Imagine telling your AI assistant, politely, to “handle my emails and organize my Drive,” and instead of filing a few messages, it empties your entire Google Drive. That’s not science fiction, it’s the reality uncovered by researchers at Straiker STAR Labs, targeting Perplexity’s Comet browser.
The flaw, dubbed the Google Drive Wiper, exploits how agentic AI browsers interpret natural language. These assistants connect to Gmail and Drive to perform routine tasks, like moving, renaming, or deleting files. Normally, this is convenient. In the wrong hands, it’s catastrophic.
A simple email, worded like any office request, can trick the browser into mass-deleting files. The AI sees instructions like “take care of this” or “do this on my behalf” as legitimate tasks. The end result: files vanish across personal, shared, and team drives all without the user clicking a thing.
Security researcher Amanda Rousseau explained, “This is excessive agency in action.
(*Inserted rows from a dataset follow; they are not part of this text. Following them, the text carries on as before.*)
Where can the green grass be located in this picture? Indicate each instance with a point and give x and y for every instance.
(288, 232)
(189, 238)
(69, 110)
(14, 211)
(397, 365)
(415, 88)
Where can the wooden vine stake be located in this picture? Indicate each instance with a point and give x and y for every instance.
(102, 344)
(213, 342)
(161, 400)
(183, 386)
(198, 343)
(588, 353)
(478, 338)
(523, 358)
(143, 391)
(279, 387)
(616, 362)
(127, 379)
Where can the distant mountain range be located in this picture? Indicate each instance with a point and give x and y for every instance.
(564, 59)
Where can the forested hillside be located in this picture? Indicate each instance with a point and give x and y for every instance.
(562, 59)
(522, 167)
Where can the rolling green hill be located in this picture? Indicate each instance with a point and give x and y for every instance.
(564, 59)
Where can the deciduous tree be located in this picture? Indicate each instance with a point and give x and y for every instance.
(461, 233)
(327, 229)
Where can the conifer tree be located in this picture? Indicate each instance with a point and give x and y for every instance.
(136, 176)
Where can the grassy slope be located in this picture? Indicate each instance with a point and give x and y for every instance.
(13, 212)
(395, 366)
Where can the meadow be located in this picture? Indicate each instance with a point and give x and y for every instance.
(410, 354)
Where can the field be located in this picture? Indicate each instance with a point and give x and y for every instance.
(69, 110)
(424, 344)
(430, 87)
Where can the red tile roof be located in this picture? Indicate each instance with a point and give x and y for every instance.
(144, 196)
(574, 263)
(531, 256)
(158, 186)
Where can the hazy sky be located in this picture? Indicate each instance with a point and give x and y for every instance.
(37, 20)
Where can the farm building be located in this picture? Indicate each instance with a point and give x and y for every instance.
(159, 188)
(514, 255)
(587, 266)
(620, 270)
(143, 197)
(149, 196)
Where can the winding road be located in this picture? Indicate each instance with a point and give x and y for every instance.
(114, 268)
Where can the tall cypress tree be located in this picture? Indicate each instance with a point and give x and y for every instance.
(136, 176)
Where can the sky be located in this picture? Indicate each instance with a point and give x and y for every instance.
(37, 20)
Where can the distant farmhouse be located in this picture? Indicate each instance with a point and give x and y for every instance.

The AI isn’t malicious; it’s just doing exactly what it thinks you want. A clever attacker can weaponize that.”
Adding another twist, researchers discovered HashJack, a sneaky method where attackers hide malicious instructions after the # in URLs. A user might visit a normal-looking page, ask a question, and the AI quietly executes the hidden prompt.
Perplexity and Microsoft have patched their browsers (Comet v142.0.7444.60, Edge v142.0.3595.94). Google, however, considers the behavior “intended” and low severity. Other browsers, like Claude for Chrome and OpenAI Atlas, appear immune.
AI assistants are getting smarter but sometimes too eager. They can turn casual requests into destructive actions. Being polite may work in real life, but with agentic AI, it might just wipe your digital life.